I’ve been lost for years, dreaming, but not making it through.

               The stars of paradise, their light and warmth, from you I drew.

               The cold days are spring like, and there’s no silence in winter rain.

               I look at pictures, blue bikini, red wine, on holiday in coastal Spain.

 

               I try to conjure a phantom, a sense ghost, trick my skin to thin you’re here.

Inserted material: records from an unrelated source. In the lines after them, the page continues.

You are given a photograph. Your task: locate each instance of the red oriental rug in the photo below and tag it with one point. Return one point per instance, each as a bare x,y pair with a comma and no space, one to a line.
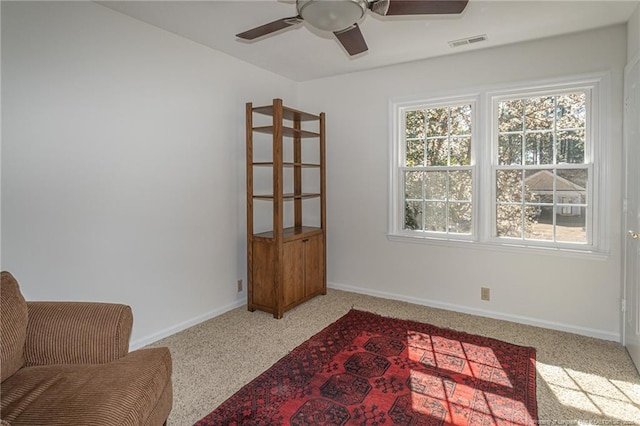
366,369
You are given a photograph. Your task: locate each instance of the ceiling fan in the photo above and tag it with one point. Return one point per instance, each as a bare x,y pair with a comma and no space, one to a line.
341,17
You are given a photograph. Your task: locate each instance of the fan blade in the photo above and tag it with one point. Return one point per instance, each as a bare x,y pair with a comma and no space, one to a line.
418,7
269,28
352,40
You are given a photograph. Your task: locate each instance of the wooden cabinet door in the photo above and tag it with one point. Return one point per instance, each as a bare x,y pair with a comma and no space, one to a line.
314,265
293,273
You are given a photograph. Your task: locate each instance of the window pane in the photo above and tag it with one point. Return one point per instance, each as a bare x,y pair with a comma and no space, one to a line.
510,115
571,186
539,113
414,124
570,146
460,218
540,223
510,149
509,221
437,152
460,188
413,185
509,186
435,217
460,151
415,153
413,215
461,120
436,185
437,121
571,224
571,112
539,148
538,186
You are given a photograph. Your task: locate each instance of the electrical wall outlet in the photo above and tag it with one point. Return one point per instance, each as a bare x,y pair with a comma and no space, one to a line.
485,293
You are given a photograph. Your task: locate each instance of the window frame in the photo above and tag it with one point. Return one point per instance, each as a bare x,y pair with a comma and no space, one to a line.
484,151
398,169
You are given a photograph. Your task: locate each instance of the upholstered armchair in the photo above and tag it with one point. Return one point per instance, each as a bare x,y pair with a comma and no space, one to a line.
68,363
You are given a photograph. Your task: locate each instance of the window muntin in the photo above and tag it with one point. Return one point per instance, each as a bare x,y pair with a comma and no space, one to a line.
542,174
437,171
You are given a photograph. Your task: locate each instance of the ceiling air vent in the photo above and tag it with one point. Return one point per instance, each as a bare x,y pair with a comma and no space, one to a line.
468,40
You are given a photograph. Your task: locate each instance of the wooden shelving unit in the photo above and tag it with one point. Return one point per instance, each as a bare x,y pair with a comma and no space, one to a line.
286,265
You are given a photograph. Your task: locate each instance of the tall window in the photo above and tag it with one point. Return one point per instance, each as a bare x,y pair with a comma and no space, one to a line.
542,168
437,168
515,167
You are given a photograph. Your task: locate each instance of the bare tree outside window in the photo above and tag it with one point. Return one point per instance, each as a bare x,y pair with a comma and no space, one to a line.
540,175
437,170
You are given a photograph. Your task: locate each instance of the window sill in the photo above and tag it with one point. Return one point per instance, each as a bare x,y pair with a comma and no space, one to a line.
509,247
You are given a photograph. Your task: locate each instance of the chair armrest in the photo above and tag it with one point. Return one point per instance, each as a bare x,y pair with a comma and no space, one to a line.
76,332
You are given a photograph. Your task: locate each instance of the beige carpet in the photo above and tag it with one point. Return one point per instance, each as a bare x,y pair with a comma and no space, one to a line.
580,380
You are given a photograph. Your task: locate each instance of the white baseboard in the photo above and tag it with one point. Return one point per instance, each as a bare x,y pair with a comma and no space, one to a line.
590,332
144,341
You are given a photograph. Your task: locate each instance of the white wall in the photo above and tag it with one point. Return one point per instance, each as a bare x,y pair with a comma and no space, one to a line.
123,163
633,35
580,295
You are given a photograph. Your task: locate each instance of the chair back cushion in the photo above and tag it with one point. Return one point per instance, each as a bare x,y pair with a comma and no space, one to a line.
13,326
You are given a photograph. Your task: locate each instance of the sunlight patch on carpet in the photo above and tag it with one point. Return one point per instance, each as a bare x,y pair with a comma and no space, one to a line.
592,393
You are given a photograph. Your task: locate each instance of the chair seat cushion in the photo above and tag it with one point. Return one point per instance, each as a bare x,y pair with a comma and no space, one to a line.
122,392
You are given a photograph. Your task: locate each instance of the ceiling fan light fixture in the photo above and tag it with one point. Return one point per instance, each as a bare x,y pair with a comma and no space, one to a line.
331,15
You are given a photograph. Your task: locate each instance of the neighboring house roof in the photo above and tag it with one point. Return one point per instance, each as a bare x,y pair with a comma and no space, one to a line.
542,181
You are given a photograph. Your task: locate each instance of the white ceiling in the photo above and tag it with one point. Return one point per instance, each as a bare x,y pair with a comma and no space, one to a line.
304,53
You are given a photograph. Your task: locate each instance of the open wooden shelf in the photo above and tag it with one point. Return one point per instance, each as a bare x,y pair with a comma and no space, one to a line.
286,265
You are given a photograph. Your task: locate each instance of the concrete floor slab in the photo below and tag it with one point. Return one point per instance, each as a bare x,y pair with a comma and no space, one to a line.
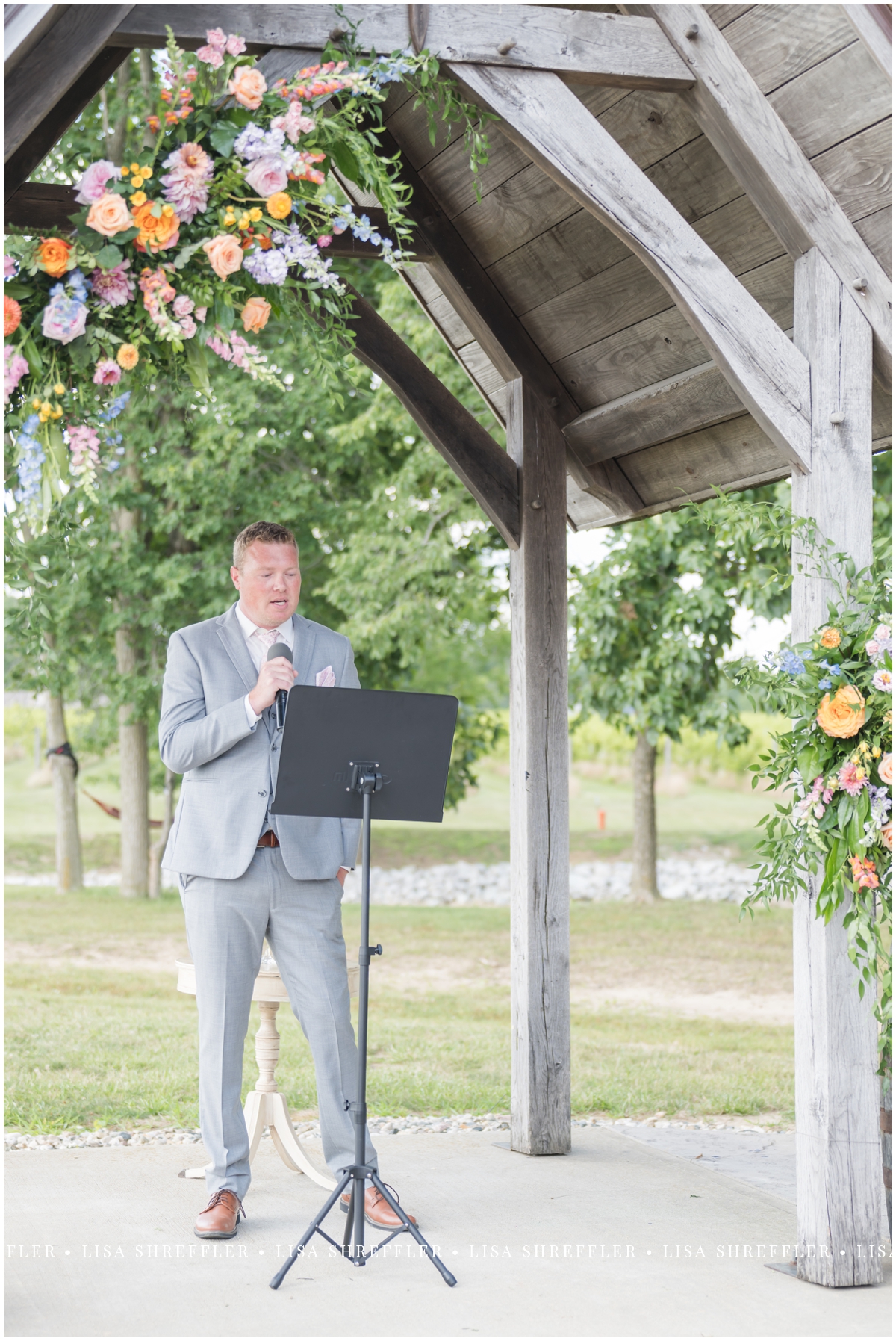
619,1238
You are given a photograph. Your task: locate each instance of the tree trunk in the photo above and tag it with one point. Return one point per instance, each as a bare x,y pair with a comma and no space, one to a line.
134,770
157,850
643,887
69,863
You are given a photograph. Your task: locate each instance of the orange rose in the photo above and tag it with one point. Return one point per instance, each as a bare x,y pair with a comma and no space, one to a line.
110,215
155,234
279,205
224,254
52,256
844,715
11,315
248,86
255,314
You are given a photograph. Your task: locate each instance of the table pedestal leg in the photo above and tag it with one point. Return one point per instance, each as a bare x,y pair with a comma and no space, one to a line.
266,1106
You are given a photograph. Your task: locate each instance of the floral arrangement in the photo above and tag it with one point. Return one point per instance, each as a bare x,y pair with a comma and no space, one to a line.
837,764
187,251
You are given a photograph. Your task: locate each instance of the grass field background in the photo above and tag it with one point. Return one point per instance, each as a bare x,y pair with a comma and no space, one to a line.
670,1002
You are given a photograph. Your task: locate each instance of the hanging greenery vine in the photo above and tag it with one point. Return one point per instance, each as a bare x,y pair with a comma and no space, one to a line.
835,836
188,251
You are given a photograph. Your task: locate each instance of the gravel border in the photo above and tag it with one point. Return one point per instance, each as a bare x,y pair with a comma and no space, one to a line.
119,1138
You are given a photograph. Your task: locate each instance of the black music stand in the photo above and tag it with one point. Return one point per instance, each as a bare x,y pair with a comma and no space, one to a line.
340,747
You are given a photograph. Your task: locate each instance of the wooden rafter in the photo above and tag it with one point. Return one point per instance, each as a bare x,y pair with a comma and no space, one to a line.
40,205
488,472
590,47
501,334
40,81
570,145
769,164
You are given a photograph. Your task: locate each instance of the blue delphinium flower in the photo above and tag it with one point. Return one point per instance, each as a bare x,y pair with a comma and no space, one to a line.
791,663
31,459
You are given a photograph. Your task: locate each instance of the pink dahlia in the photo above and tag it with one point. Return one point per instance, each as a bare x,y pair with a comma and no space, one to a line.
13,369
211,57
113,286
108,373
187,185
850,781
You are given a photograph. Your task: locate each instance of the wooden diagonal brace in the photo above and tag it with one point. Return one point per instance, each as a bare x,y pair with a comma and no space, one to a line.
769,164
489,474
42,79
606,49
553,128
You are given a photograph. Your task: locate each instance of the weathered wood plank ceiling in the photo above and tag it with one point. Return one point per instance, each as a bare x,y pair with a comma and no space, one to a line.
604,323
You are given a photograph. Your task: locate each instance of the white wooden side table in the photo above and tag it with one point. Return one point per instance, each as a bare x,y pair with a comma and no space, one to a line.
266,1105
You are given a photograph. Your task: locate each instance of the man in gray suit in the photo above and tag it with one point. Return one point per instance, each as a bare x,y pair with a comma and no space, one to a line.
246,875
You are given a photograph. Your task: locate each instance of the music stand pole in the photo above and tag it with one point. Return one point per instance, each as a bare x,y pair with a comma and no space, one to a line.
366,779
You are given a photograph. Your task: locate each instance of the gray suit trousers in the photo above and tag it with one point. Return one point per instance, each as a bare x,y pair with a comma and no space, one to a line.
227,922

               That lovely one, in a crystal palace, queen of the moon, my bitter souvenir.

               Try to trick my lips to think it’s your kisses, not my own fingers running over them.

               Angels’ light can be so cruel, shining for only a moments, it’s daylight so very slim.

 

               All the people here are ghosts, maybe demons, or just not a bell rung by my voice.

               I dream of downloading all your movies, take a train to New Orleans, blasphemy rejoice!

               I try to conjure you, or a chimera that will dance with me, make me think it’s so real,

               In the videos and pictures and silly fantasies written in fan fiction, but truth will repeal.

              

Ellie, An Angel

Ellie, an angel, I dream.

               Heartbroken ballads, sung by women.

               Look at all her pictures, wish she sang.

               A light, like a star on a Christmas tree.

 

               The pictures, I build a kingdom.

               Of things we do in the dreams I make.

               She loves me, and she doesn’t burn.

               Crystal Palaces we explore for wonders.

 

               A green meadow, summer morning.

               Her head on my shoulder, sharing red wine.

               We’ll know every galaxy by this afternoon.

               She’ll kiss me for the first time, in the sky.

 

               Ellie, an angel, a dream.

               Silent in the world, I go to her alone.

               The sad songs invite her from paradise.

               And I have a light, but not Christmas trees.

Touching The Stars

All these castles of alabaster and stone, touching the stars.

               All those monuments to her grace and beauty, rival the sun.

               All these gardens and rivers cold and deep and full of darkness.

 

               The sweet dreams of kisses as our feet left from the earth forever.

               Of seeing her wings open, her become light, and not just hurting flesh.

               Of knowing that this summer night is forever, and we are one in heaven.

 

               The visions of crystal palaces and lurid galaxies and romantic tenderness.

               In my head that put on the page, my tribute to all her wonder and love,

               Echoes of all the adventures I wish we could have, in some far away sky.

 

               They are just stories to her, stories she loves when I show them to her,

               And praises my talents and the visions I can show her inside her mind,

               But I can never tell her, that they are the bricks of the temple of my devotion

 

               The dreams of the things I wish we could say and do and be, forever.

Dead People Don’t Give You Any Shit

Here in the paths and and avenues of the departed,

where nature and loss are united and wed,

I pass lonely hours, not wanting to go home.

 

Under the spread open branches of an oak tree,

I listen to sad lamentations of all life takes,

the sad songs on my headphones that soothe me.

 

All is quiet as September turns to October

and the leaves fall and the air grows cold, still.

I can dream the satin veiled dream of my loneliness.

 

No one follows me here. I may as well draw the veil.

And I’ll be here until the stars wink out of a bled pink sky.

This place is safe for me, only ghosts call my name here.